©Netflix Official
Il 27 febbraio torna su Netflix, Drive to survive, il documentario che fa luce sui dietro le quinte e colpi di scena della Formula 1 moderna. La docuserie, lanciata nel 2019, segue le vicende dell’intera griglia di piloti, affrontando legami, rotture, litigi e cambiamenti. Arrivata alla sua ottava stagione, DTS ha raggiunto il picco di ascolti durante il periodo del Covid quando “il mondo era bloccato a casa e cercava nuove cose da guardare.” Un successo preannunciato che è valso il grammy per la terza stagione.
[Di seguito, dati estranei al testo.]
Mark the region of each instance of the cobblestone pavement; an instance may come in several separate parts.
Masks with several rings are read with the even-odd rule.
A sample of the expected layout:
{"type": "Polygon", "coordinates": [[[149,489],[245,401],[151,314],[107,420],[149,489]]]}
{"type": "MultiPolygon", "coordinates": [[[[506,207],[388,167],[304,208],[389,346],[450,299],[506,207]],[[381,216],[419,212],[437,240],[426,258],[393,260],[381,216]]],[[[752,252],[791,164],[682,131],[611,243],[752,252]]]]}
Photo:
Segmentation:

L’obiettivo dietro la serie, è quello di mostrare al mondo le emozioni che si celano dietro ogni pilota, e che normalmente sono nascoste dal casco. Nonostante infatti le scene in pista, ciò che si vuole raccontare sono i retroscena, ciò che accade a riflettori spenti. “Lo sport è l’epitoma dell’emozione umana” dice Tom Rogers, uno dei produttori esecutivi. “La gente vuole vedere come il pilota è dietro le quinte e connettersi con lui in questi momenti di alta tensione.” Il documentario, che ha fatto conoscere anche ai non fan personaggi come Gunther Steiner ed emozionare con Daniel Ricciardo, ha anche il merito di aver aumentato l’audience dello sport stesso. Infatti, negli ultimi anni, molte persone si sono avvicinate alla Formula 1 a causa della serie, per comprenderne meglio dinamiche e meccanismi.
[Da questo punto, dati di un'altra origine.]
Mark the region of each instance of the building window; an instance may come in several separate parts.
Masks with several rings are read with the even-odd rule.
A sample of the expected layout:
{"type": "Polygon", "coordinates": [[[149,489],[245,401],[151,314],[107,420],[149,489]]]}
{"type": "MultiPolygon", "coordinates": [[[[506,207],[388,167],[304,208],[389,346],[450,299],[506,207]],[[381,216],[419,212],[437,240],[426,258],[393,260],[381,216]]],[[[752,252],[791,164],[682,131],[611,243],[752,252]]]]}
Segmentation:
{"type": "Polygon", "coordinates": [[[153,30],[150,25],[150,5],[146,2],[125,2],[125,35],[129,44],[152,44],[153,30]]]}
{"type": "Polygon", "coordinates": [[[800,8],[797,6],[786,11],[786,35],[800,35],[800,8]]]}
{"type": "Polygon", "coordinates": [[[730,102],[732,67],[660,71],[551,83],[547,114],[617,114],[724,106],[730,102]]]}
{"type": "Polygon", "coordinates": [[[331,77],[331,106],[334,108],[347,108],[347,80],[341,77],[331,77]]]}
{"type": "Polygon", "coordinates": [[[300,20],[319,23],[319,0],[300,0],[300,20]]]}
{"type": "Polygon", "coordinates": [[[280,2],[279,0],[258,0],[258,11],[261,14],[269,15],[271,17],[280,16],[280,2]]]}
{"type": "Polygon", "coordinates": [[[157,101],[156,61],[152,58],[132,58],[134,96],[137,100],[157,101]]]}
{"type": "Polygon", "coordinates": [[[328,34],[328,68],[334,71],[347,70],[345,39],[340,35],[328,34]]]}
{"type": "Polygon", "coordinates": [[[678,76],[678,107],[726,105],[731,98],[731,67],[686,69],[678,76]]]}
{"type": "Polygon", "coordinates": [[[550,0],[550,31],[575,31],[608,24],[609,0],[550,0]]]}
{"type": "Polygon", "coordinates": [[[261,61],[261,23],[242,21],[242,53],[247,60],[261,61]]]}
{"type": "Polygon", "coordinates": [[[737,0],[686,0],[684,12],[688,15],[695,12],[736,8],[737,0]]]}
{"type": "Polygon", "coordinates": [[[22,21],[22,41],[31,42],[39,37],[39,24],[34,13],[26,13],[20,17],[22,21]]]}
Ma la stagione in arrivo, è attesissima anche per una dichiarazione di Christian Horner, anticipata dal Telegraph. Di fatti, il quarto episodio, sarà dedicato all’ex team principal di Red Bull ed alla sua uscita dal team. Ciò che ci si aspetta, è una retrospettiva sui fatti che hanno portato al suo licenziamento durante la stagione scorsa, dando spazio al suo punto di vista. Horner con molta probabilità, racconterà ciò che ha portato alla rottura con il team che ha guidato per circa vent’anni. Quindi non resta che aspettare l’uscita della nuova stagione per svelare nuovi attesissimi retroscena.